È nel 1810 che a Géricault viene concessa la sua carta di copista del Musée Napoléon, il futuro Musée du Louvre. Quantunque ostile all'arte dei suoi maestri Carle Vernet poi Pierre-Narcisse Guérin e senta che la sua vena creativa è soffocata nei loro laboratori, l'artista non rompe con il sistema tradizionale di formazione, come dimostra la sua adozione della pratica della copia, a quel tempo cuore dell'insegnamento neo-classico.

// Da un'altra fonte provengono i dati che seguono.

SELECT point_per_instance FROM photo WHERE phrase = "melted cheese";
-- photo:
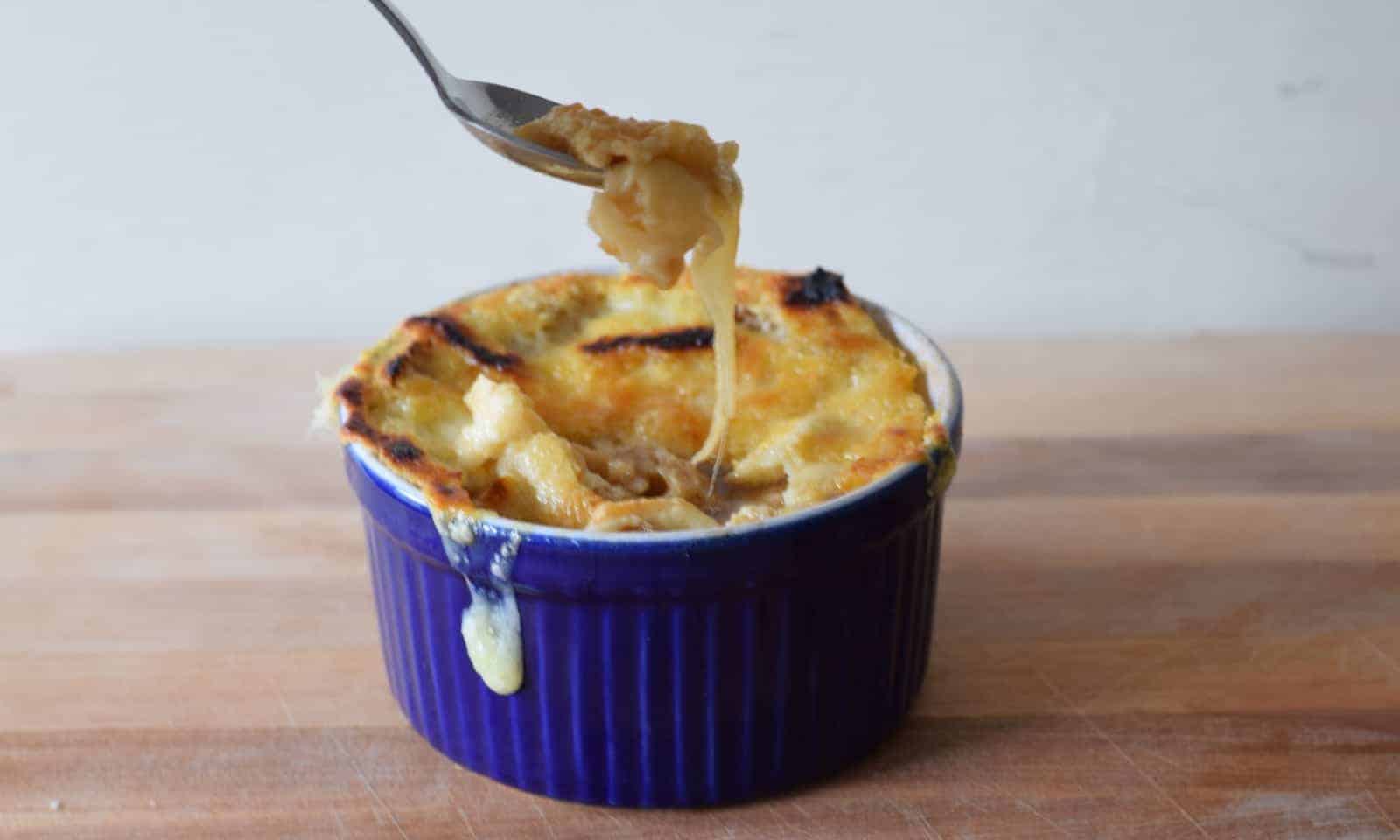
(668, 189)
(578, 401)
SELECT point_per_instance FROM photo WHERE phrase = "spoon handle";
(417, 46)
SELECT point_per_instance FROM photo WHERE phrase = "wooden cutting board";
(1169, 608)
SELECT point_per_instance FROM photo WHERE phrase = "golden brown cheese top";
(578, 399)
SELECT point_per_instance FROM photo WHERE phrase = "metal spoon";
(492, 112)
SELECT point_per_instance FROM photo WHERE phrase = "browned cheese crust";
(599, 387)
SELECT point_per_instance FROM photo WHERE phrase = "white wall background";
(209, 172)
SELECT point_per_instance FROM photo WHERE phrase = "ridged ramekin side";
(693, 699)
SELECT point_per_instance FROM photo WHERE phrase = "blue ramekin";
(678, 668)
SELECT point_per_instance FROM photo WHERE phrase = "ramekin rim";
(949, 415)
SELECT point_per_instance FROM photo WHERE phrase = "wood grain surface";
(1169, 608)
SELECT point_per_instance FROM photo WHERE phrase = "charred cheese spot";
(690, 338)
(816, 289)
(403, 452)
(459, 336)
(394, 368)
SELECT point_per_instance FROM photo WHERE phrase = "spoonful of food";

Nelle sale del Palais du Louvre, Géricault studia anche gli antichi come Rembrandt, Rubens, le opere della Scuola francese e dei maestri italiani. Il campo è vasto, ma le opere che attraggono l'occhio del giovane pittore sono quelle che portano il segno di una fattura potente e colorata. Géricault riprende qui la composizione di un'opera di Tiziano, datata intorno al 1520 e conosciuta come La mise au tombeau (vedi fig. 1). Appropriandosi dell'opera del maestro veneziano, il pittore cerca di apprendere e di sperimentare l'impiego dei colori, la resa della materia, la padronanza della composizione. Egli costruisce con il colore piuttosto che con la linea. Studia gli effetti di una materia densa e un tocco più largo. Stringendo l'inquadratura, monumentalizzando le figure e accentuando i contrasti di ombre e luci, drammatizza la scena. Géricault si è raramente separato dalle sue copie. Questa è stata appesa sulla parete della sua stanza fino alla sua morte, accanto ad un altro lavoro di Tiziano, Il martirio di San Pietro, ora conservato in una collezione pubblica Svizzera (Basilea, Kunstmuseum).

Bibliografia:

  • Frédéric Elsig (dir.), De la Renaissance au Romantisme. Peintures françaises et anglaises du Musée des Beaux-Arts de Lausanne, Les Cahiers du Musée des Beaux-Arts de Lausanne n°c18, 2013.
  • Autori vari, Géricault, catalogo della mostra, Parigi, Galeries nationales du Grand Palais, RMN, 1991.
  • Copie créer De Turner à Picasso, 300 oeuvres inspirées par les maîtres du Louvre, catalogo della mostra Parigi, Musée du Louvre, RMN, 1993.